The problem here is not that taxing these expensive toys is a bad idea – quite the opposite. It’s a good idea that simply doesn’t go far enough. It’s more symbolic than impactful, or, more cynically, a smokescreen for the fact the Liberals have once again failed to take more ambitious measures aimed at reducing extreme wealth inequality.
As The Globe’s personal finance columnist Rob Carrick notes, “Unmentioned in the budget are tax measures that have been talked about for months – a wealth tax, a heavier tax load on capital gains from the sale of financial assets such as stocks and, more recently, an end or changes to the capital-gains exemption on principal residences.”
The luxury tax’s narrow focus on cars, yachts and planes will raise a relatively small amount of revenue: $604-million over five years, according to the government. It’s a drop in the bucket. By comparison, the Office of the Parliamentary Budget Officer estimated last year that a wealth tax on 1 per cent of net wealth above $20-million would raise $5.6-billion in 2020-21.
That wealth tax, by the way, is also a crowd-pleaser. An Abacus poll conducted last year found 79 per cent of Canadians supported it, including 73 per cent of households in the top income bracket.
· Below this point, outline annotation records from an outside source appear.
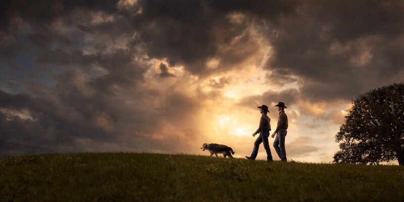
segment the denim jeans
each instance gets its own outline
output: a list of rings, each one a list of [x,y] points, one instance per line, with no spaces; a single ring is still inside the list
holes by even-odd
[[[268,130],[262,131],[260,133],[260,135],[257,138],[256,142],[254,142],[254,149],[251,154],[251,157],[252,159],[256,159],[257,155],[258,154],[258,148],[261,142],[264,143],[264,148],[267,151],[267,160],[272,161],[272,155],[271,154],[271,149],[269,148],[269,143],[268,143],[268,137],[269,137],[269,131]]]
[[[278,131],[278,134],[274,141],[274,148],[281,161],[286,161],[286,151],[285,150],[285,136],[286,136],[286,129],[281,129]]]

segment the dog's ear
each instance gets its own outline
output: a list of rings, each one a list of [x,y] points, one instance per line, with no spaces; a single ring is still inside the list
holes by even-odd
[[[205,147],[205,146],[206,146],[206,143],[204,143],[204,144],[202,144],[202,147],[200,147],[200,148],[201,148],[201,149],[202,149],[202,148],[204,148]],[[204,150],[205,151],[205,149],[204,149]]]

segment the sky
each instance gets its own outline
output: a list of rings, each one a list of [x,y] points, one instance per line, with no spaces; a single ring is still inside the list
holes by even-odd
[[[403,24],[401,1],[2,1],[0,155],[243,158],[282,102],[288,159],[332,162],[352,99],[404,80]]]

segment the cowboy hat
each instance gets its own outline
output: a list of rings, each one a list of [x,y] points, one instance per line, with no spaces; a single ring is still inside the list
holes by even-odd
[[[266,105],[263,105],[261,107],[258,107],[258,108],[262,109],[263,110],[266,111],[269,113],[269,110],[268,110],[268,107]]]
[[[285,106],[285,104],[282,103],[282,102],[280,102],[278,103],[278,105],[276,105],[275,106],[275,107],[283,107],[284,108],[287,109],[287,108],[286,106]]]

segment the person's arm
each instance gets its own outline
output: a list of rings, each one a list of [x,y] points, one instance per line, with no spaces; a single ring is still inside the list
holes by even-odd
[[[285,122],[286,121],[286,117],[285,116],[285,115],[283,114],[281,114],[281,116],[279,117],[279,123],[278,123],[278,125],[276,126],[276,129],[275,130],[274,133],[278,133],[278,131],[279,131],[281,128],[285,124]]]

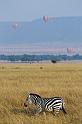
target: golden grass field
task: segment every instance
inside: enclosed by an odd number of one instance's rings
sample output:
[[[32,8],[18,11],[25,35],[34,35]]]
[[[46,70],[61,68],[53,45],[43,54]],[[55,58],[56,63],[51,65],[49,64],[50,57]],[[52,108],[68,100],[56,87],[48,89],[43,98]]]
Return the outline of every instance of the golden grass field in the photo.
[[[67,115],[27,113],[30,92],[64,98]],[[82,63],[0,64],[0,124],[82,124]]]

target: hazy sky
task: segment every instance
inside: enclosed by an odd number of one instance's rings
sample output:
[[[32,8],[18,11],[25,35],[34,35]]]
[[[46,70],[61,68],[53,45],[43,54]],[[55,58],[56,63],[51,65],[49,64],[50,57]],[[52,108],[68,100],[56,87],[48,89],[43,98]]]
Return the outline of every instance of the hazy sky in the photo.
[[[82,16],[82,0],[0,0],[0,21]]]

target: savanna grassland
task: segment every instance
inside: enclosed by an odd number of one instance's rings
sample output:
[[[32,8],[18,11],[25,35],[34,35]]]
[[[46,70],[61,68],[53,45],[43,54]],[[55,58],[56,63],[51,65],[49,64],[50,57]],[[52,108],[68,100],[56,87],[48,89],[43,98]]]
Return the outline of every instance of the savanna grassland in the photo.
[[[30,92],[64,98],[67,115],[31,115]],[[0,64],[0,124],[82,124],[82,63]]]

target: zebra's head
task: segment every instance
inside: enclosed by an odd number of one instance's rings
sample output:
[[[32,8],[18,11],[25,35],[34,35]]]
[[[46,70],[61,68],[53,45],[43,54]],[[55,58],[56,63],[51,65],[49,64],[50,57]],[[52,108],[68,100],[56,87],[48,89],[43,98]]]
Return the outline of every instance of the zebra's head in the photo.
[[[40,102],[41,97],[37,94],[33,94],[33,93],[30,93],[25,102],[24,102],[24,106],[27,107],[28,104],[38,104]]]

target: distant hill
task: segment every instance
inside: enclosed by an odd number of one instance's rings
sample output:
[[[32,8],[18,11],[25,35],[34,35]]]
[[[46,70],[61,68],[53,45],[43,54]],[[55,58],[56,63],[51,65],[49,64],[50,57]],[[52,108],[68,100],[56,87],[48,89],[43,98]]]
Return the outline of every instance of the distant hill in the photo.
[[[31,22],[0,22],[0,45],[51,43],[62,45],[82,45],[82,17],[51,18]]]

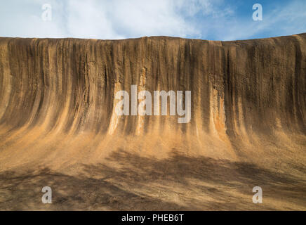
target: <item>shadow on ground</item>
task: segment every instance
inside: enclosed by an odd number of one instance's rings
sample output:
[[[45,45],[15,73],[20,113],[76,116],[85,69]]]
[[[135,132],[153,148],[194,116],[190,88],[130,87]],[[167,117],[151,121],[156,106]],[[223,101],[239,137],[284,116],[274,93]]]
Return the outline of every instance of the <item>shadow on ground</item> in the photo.
[[[78,176],[47,168],[2,172],[0,210],[305,210],[305,180],[250,163],[178,153],[159,160],[121,150],[107,162],[82,165]],[[52,188],[53,204],[41,202],[45,186]],[[252,202],[255,186],[262,204]]]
The stated goal of the luxury tax, indeed of the entire budget, is not simply to raise revenue, though. At Prime Minister Justin Trudeau’s behest, the budget was meant to address wealth inequality, one of his favourite talking points.
A narrow luxury tax on fancy cars and yachts isn’t going to make much of dent on that front either. If the shock of paying an extra 10-per-cent tax on a new full-size Range Rover, Cadillac Escalade or Mercedes G-Wagon is too much, wealthy buyers may very well take that money and spend it on some other luxury toy not covered by the new tax.
That appears to be what happened in 2018 in British Columbia, at least initially. When the provincial government raised taxes on vehicles over $125,000, sales declined, according to a Scotiabank analysis. On message boards including Reddit, luxury-car shoppers shared ways to avoid paying B.C.’s tax. The extent of the sales hit is hard to quantify since it coincided with a market-wide downturn after years of record highs and also a glut of used cars hitting the market. In some high-end dealerships, sales did rebound after an initial drop. Nevertheless, there were job losses at some dealers, which is not an outcome anyone wants to see.
In B.C.’s case, the tax may be acting like a “sin” tax in that it curbs consumption, which is what you want for cigarettes but not necessarily for fancy cars.
A broader tax, such as the aforementioned wealth tax, wouldn’t necessarily have such a pointed impact on luxury-car sales and would be vastly more effective in achieving the government’s stated goals of raising revenue and reducing the extreme wealth inequality that plagues this country.
But a niche tax on yachts and supercars is easier, and it makes for better headlines. It’s a good start, but it’s only a start.
The luxury-car tax comes into force on January 1, 2022. Expect lineups out the door at your local supercar dealer until then.